A new study indicates that many insurance customers are logging on to social media websites for investment-related reasons.
According to the report, titled "Social Media's Impact on Personal Finance and Investing," market research and consulting firm Cogent Research finds that investors' decisions are frequently based on analyses and observations they've made through social media channels such as LinkedIn, Facebook and Twitter.
Based on data from 4,000 investors who have investable assets valued at more than $100,000, the report found that in 70 percent of instances, investors reallocated their holdings or changed the relationship with specific investment products as a direct result of social media engagement.
In previous studies conducted by Cogent Research, the consulting firm has found that more than one in every four consumers - U.S. adults, specifically - uses social media for personal finance and investment decisions.

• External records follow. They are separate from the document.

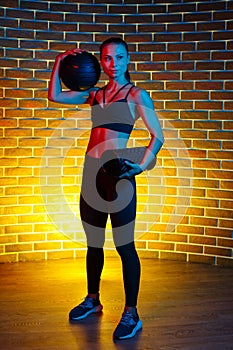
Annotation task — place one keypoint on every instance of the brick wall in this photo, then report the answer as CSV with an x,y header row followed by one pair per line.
x,y
181,53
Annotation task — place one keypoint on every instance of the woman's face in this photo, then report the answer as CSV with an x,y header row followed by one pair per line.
x,y
114,60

Business owners have glommed on to the fact that more people are using social media, and as a result, are using it more regularly. Tony Ferreira, Cogent Research's managing director, advised that the more regular use of social media carries with it some risk.
"For every positive comment and favorable investment decision comes the possibility for damaging content," said Ferreira. "However, the larger risk to a firm is ignoring negative comments that may already exist."
According to a separate report poll conducted by the Small Business Authority, close to 60 percent of business owners use social media to engage with their customers. Approximately 55 percent of respondents also said that it was a significant outlet for overall sales growth. More than half of the poll's participants additionally indicated that social media had enabled them to grow their clientele base.